Job Information
Deloitte Control & Risk Management Senior Consultant - Quality & Risk Management - Hybrid Operate in McLean, Virginia
Value Proposition
Deloitte Advisory's Hybrid-Operate portfolio is a strategic priority for the business and on track of becoming one of the fastest growing areas. It requires specialized team within QRM to focus on institutionalizing a control-based program to manage post-signature delivery and compliance risks.
Help us grow our HO Quality and Risk Management (QRM) organization by applying your experience of institutionalizing risk and control program in professional services industry
We are looking for an energetic and enthusiastic professional who can help us build and grow a large-scale quality & risk organization
If you are familiar with leading industry standards such as ITIL, NIST, SOC, CMMI, COBIT, and/(or) ISO, then this may be the right opportunity for you
It is a great opportunity for you to be a part of a growing segment in the Advisory business
You will be get an opportunity to work and collaborate with different business areas across Advisory, interacting with business leaders and service delivery specialists
Skills Required
5+ years of relevant work experience
Education: Bachelors in technology, business management or Information Systems (post graduate degree is a plus)
Direct experience with testing (design as well as operating effectiveness) of risk-based control program including both business and IT controls in a managed services and/(or) product organization. Strong technology understanding is key
In-depth understanding of risks and corresponding controls across multiple business domains - operations, service delivery, technology, IT infrastructure, finance, talent, third parties and regulatory compliance
Thorough knowledge and implementation experience of industry compliance standards and regulations; having exposure to at least one standard in each category is preferred (IT security standards such as NIST/ISO 27000/COBIT/CMMI (Dev); IT service management standards such as ITIL/CMMI (Service)/ISO 20000, System and Organization Controls standards such as SOC1/SOC2)
Experience working with a Governance, Risk & Compliance platform/tool is plus (such as ServiceNow GRC platform)

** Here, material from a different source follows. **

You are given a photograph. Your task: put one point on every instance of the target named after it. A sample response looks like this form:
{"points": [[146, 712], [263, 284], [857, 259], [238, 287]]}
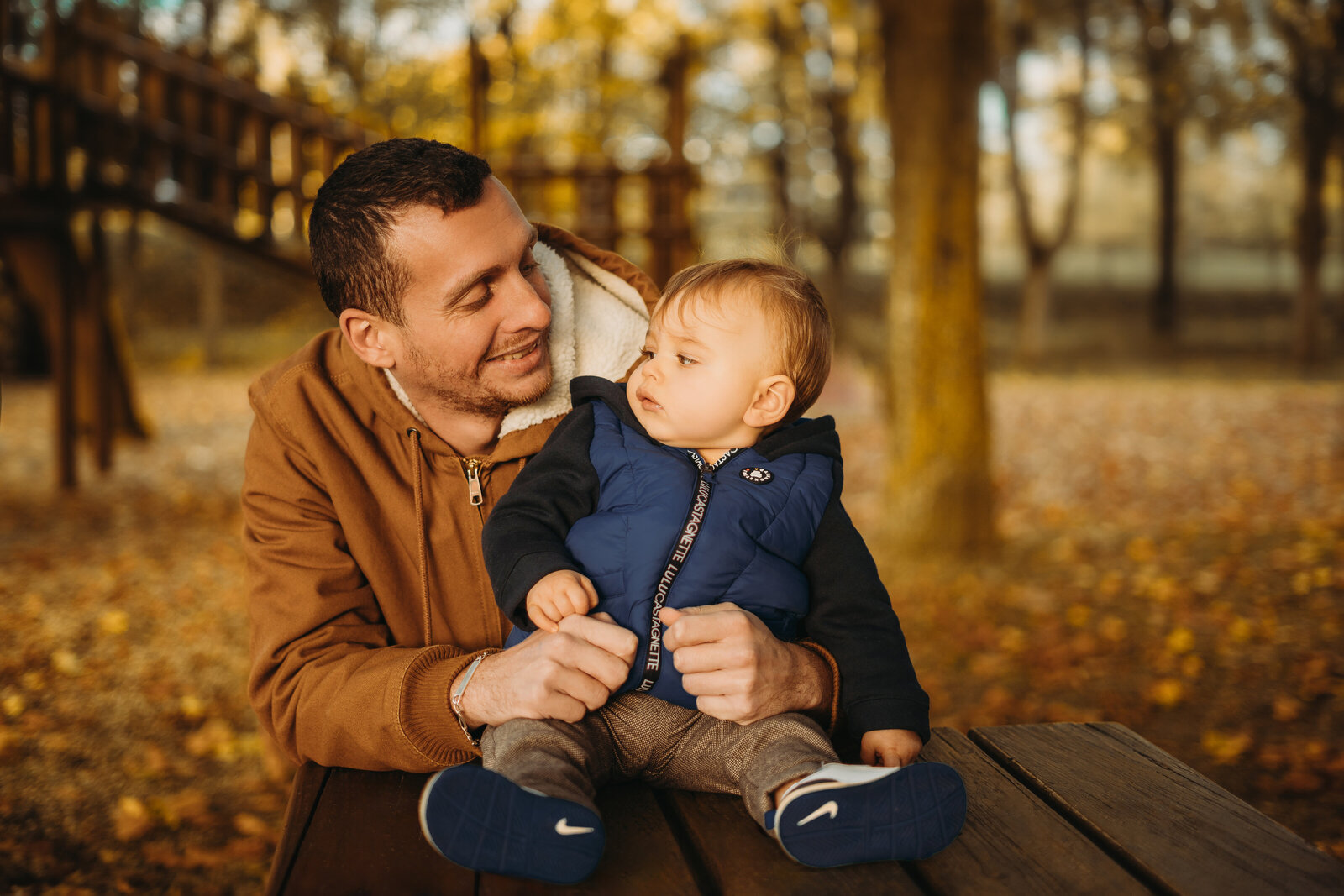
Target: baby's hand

Prior experience of supporting quality function for the service/product organization/professional services
Must Have a good understanding of software development and software engineering concepts; hands-on service/product development and/(or) IT governance experience is plus
Must have good understanding of IT service management (ITSM) framework and ITSM tools; exposure to different ITSM tools such as ServiceNow and Jira is preferred
Experience with working and coordinating with the onshore/offshore teams
Should possess excellent written and oral communication skills
Ability to analyze complex problems, think creatively, communicate recommendations, influence change, and be able to drive process and structure to an extremely dynamic environment
Proven organizational skills, highly detail-oriented, with an ability to speak with conviction across all levels of the organization
Ability to work independently; candidate should be well organized, self-directed and a team player
Must be legally authorized to work in the United States without the need for employer sponsorship, now or at any time in the future.

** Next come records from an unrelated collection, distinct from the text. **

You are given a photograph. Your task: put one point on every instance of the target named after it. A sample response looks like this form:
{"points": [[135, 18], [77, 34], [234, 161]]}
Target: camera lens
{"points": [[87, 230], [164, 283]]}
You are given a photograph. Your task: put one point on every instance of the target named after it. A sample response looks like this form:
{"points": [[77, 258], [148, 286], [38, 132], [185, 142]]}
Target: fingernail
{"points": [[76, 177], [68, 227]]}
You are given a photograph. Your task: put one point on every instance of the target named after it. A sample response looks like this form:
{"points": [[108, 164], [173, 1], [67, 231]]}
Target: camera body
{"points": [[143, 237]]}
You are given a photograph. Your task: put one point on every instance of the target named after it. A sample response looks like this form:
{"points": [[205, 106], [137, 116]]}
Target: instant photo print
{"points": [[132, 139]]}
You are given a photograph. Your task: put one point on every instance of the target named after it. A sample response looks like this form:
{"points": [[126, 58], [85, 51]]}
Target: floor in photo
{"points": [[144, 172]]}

Ability to travel up to 5%
Key Job Responsibilities:
Work with business and product teams to complete comprehensive "As-Is" and "ongoing" risk control assessments. This will include analysis of existing business and IT controls for Design & Implement (D&I) effectiveness across multiple risk domains - operations, service delivery, technology, IT infrastructure, finance, talent, third parties and regulatory compliance; risk control assessment will also include reviewing key indicators, sample testing and conducting thematic reviews
Work with the solution and product teams to identify, articulate, and define controls based on solution specific or product specific requirements
Identify and escalate emerging risks to business teams and risk leaders, as appropriate. Collaborate with relevant lines of business, legal, and risk partners to identify, design and document new controls to mitigate emerging risks
Monitor contractual commitments and obligations compliance by periodically assessing effectiveness of contractual controls
Provide on-going coaching and guidance to the business & product teams on risk control framework to ensure there is a consistent understanding of the overall control and risk management program across HO portfolios
Monitor action planning, implementation and closure of remedial actions for observations identified through control and risk management program
Leverage use of analytics and technology to identify opportunities for converting manual controls to automated controls
Identify continuous improvement opportunities to drive effectiveness and efficiency. Collaborate with other solutions and products teams to drive synergies across the broader HO portfolios
Support implementation of technology or GRC (governance, risk and compliance) platform to implement control and risk management program with the goal of improving efficiency, improving agility and optimizing cycle time
Escalate issues, concerns and risk proactively with both internal and external stakeholders
Develop periodic reports based on risk control assessment; summarize testing results and observations to the business leadership team and other key stakeholders
All qualified applicants will receive consideration for employment without regard to race, color, religion, sex, sexual orientation, gender identity, national origin, age, disability or protected veteran status, or any other legally protected basis, in accordance with applicable law.